Importantly, neural cells and mitochondria have effective mechanisms to cope with reduced oxygen supply. Experimental studies have shown that values of intracellular oxygen tension as low as 0.2 mm Hg enable mitochondria to sustain cellular respiration (Scheufler et al., 2002). In thromboembolic stroke, the widely accepted concept of the penumbra describes brain tissue which is impaired in functional activity due to an insufficient oxygen supply, but not irreversibly damaged (Fisher, 2004). Although there are substantial differences in the pathophysiology of ischemic stroke and TBI, there is increasing evidence for the existence of a “traumatic penumbra” (Abate et al., 2008; Coles et al., 2004). This brain tissue, also called “tissue at risk,” is most likely to suffer irreversible damage. Monitoring brain tissue oxygenation helps clinicians initiate adequate action when episodes of cerebral hypoxia in this tissue are identified.
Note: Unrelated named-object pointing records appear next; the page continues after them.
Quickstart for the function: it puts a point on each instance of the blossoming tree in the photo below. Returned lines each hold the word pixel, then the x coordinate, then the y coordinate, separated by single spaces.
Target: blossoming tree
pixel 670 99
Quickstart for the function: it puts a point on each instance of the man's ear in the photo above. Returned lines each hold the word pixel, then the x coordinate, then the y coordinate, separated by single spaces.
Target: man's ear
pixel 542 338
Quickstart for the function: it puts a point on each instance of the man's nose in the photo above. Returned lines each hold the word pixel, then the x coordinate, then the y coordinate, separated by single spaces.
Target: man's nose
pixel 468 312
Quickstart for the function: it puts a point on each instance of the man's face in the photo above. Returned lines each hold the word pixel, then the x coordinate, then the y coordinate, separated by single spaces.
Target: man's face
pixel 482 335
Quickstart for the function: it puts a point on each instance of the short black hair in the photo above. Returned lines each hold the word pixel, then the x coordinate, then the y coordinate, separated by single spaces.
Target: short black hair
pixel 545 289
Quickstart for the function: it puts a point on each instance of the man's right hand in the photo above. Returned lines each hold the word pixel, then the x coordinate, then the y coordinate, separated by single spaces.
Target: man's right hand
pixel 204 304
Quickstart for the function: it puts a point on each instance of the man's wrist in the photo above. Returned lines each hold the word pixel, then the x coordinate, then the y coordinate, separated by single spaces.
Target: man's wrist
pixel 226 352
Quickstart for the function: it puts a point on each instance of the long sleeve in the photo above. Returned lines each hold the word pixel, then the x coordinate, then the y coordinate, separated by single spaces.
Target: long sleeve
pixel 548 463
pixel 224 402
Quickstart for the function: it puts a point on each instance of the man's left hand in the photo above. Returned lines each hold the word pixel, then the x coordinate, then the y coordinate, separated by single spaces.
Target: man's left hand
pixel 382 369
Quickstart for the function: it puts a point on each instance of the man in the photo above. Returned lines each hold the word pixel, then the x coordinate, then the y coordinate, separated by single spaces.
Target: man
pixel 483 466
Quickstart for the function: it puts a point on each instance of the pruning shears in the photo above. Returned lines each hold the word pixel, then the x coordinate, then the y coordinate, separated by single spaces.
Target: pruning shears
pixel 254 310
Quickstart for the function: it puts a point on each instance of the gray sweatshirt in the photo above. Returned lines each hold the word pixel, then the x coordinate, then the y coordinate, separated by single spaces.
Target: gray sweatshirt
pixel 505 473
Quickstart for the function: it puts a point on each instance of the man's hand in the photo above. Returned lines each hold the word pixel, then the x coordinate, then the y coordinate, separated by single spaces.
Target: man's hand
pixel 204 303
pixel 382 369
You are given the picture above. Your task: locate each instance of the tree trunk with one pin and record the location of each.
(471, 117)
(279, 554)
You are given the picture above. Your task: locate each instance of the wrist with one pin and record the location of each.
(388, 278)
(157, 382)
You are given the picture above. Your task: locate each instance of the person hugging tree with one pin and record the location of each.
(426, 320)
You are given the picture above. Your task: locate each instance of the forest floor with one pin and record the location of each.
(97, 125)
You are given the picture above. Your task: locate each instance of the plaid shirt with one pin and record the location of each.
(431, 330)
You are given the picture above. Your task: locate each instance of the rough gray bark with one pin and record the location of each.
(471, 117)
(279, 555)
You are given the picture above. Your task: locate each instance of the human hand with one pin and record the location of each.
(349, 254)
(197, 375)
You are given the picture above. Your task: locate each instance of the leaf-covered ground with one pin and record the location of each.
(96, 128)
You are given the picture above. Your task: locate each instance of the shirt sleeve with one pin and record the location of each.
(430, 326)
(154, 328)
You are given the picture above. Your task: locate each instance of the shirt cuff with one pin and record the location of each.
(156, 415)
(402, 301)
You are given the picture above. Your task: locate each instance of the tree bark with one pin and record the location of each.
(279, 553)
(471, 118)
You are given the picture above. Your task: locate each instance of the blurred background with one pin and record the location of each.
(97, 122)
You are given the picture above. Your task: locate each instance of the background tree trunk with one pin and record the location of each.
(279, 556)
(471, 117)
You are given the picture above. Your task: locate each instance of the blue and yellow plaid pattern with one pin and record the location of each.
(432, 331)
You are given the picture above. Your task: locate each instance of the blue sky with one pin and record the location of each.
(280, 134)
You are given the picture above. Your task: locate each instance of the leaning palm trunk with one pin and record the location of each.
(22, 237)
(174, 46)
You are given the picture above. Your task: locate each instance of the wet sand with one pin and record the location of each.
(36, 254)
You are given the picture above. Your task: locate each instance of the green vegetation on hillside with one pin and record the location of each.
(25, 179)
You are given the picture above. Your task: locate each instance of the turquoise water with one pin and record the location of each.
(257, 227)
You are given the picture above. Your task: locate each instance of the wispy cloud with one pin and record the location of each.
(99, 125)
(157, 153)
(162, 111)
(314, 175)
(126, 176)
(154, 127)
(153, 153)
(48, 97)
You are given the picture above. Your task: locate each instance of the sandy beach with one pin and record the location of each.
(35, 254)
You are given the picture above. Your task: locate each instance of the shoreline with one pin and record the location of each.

Monitoring brain tissue oxygenation

There are several methods described to measure brain tissue oxygenation. Measurement of SjvO₂ is a bedside technique allowing measurement of global brain oxygen saturation. An association between Sjvo ₂ and poor neurologic outcome has been described (Cruz, 1998; Robertson et al., 1995), but its major limitation is the inability to detect focal cerebral ischemic lesions. Moreover, a study using PET showed that 13% of the brain has to be ischemic before Sjvo ₂ falls below 50% (Coles et al., 2004). Kiening and colleagues (1996) demonstrated that measurement of local oxygenation by Pbro ₂ probes is more suitable for long-term monitoring than measurement of Sjvo ₂. For this continuous direct measurement of brain tissue oxygenation, a fine catheter is inserted into the brain parenchyma during an operation after craniotomy or through a specially-designed bolt (Fig. 2). The placement site of the probe is important, since the data are collected from tissue surrounding the tip of the catheter. The devices most widely used today use two different techniques. One is based on the Clark principle (Fig. 3), and the other is based on an optical technique (Fig. 4). The Clark-based device consists of a membrane covering a layer of electrolyte and two metallic electrodes. Oxygen molecules diffuse through a diffusible membrane and are reduced by a closed gold polarographic cathode. This induces a flow of electric current directly proportional to oxygen concentration. Devices based on the optical technique consist of optical sensors that measure concentrations of substances by wavelength analysis. Oxygen molecules induce photochemical reactions, and thereby change optical properties of indicator compounds.

FIG. 2.

Left: Catheters for monitoring brain tissue oxygenation (a, Licox (r) catheter; b, Neurovent-TO^® catheter). Right: Computed tomography scan of a patient with traumatic brain injury shows the tip of a Licox probe in the right frontal lobe (arrow).

FIG. 3.

The Clark electrode measures oxygen on a catalytic surface. This technique is oxygen-consuming, but this has no impact in clinical practice.

FIG. 4.

With optical techniques, wavelength alterations by indicator compounds are registered by optical sensors. The presence of oxygen molecules changes optical properties of these compounds. In contrast to the Clark electrode, this technique does not consume oxygen.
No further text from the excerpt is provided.